Geometry optimisation converges to nonsense

hfruchtl hfru... at
Fri Feb 21 18:06:33 UTC 2014

Just to report back: The cutoff value was indeed the culprit. With 200 it 
converges to something that at least consists of two H2O molecules, and 300 
gives pretty much the result I expected. It takes a very long time though, 
and I was drawn to CP2K because of its famed speed.

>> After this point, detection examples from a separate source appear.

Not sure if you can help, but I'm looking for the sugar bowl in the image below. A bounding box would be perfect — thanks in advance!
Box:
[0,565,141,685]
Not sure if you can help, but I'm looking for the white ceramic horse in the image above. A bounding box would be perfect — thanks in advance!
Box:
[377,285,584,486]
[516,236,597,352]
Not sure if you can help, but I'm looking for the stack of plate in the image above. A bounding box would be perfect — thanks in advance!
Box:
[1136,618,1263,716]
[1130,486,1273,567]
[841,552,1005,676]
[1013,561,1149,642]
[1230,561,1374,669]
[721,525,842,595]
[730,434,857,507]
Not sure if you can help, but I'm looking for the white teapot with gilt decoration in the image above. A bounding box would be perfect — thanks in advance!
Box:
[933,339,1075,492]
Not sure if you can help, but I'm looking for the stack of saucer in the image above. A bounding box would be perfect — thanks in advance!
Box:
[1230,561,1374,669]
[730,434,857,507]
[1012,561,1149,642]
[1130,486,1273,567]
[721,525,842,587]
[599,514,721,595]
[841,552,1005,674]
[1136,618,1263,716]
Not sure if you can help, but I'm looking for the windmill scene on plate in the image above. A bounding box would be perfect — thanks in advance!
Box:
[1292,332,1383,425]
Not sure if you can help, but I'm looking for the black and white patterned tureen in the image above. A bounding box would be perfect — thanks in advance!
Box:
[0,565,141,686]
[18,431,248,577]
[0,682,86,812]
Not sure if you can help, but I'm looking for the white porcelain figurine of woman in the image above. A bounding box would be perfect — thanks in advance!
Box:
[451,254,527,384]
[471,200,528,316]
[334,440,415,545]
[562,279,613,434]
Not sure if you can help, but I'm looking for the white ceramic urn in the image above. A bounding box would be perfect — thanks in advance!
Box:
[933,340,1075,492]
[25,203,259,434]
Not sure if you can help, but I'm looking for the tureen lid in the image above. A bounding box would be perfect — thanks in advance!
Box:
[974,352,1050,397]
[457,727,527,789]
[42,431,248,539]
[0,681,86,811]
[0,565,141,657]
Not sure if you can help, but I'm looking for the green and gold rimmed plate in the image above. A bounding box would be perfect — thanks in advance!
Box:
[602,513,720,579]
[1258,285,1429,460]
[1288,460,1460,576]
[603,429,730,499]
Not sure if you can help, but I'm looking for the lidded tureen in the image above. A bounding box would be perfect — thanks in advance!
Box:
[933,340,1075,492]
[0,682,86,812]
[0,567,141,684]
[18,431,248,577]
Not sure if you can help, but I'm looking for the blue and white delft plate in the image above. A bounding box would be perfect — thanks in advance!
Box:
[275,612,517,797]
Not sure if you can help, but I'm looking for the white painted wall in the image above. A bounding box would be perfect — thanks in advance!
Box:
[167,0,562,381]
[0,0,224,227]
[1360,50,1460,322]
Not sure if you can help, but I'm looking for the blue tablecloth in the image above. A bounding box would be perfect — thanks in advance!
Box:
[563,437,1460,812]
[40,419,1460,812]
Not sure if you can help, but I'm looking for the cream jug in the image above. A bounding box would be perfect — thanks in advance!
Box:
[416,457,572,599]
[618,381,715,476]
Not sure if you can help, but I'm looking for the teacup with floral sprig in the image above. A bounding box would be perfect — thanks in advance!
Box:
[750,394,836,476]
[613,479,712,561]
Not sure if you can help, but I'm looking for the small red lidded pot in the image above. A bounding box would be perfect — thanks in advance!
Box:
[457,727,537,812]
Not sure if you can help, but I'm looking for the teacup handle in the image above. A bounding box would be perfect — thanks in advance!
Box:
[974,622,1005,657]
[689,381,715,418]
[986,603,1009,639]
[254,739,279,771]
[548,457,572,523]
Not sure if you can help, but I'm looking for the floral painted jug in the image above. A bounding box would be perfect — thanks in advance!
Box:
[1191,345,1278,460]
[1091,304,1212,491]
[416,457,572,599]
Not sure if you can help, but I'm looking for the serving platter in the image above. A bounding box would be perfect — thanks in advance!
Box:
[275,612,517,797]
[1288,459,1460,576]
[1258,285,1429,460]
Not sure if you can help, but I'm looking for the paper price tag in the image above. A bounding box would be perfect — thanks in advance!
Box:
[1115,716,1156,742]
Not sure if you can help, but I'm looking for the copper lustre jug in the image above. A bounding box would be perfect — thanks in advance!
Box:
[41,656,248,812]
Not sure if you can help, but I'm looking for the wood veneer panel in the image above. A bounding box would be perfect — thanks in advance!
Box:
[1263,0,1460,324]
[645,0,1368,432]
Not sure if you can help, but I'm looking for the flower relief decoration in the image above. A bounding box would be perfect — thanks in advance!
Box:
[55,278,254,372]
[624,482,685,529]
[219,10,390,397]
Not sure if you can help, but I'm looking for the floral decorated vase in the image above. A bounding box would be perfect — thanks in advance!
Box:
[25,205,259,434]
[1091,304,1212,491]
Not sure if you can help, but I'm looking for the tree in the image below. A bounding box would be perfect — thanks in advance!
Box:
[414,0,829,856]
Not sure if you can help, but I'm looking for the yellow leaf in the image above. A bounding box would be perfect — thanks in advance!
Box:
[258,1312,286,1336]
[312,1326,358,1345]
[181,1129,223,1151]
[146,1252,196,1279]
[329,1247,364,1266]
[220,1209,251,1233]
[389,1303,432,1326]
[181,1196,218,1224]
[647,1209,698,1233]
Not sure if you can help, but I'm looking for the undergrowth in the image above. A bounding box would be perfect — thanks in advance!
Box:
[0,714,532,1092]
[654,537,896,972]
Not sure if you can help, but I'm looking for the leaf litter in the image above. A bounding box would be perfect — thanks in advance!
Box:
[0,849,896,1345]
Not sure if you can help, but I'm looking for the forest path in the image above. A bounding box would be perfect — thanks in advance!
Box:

Anyway, I will move on to systems closer to what I really intend to do 
(materials and surfaces). Using CASTEP or VASP at the moment, but some of 
the systems are sparse, so using a non-PW basis should improve things. Yes, 
I know, no K-points and therefore no metals...

Thanks for your help,


On Thursday, February 20, 2014 7:29:02 AM UTC, Florian Schiffmann wrote:
> Hi Herbert,
> this is clearly a cutoff problem (100 is way too low for whatever you want 
> to do). This breaks translational invariance with respect to the grid and 
> artificial minima arise simply from the atomic positions relative to the 
> grid which explains the strange "minimal energy" geometry you observe.
> Looks to me like you created your input from one of the regtest files. 
> Keep in mind there, the regtest are tuned for speed not for meaningful 
> results. They are simply consistency checks for which convergence doesn't 
> matter. For more meaningful inputs have a look at the benchmarks but even 
> there they are not meant for high quality results.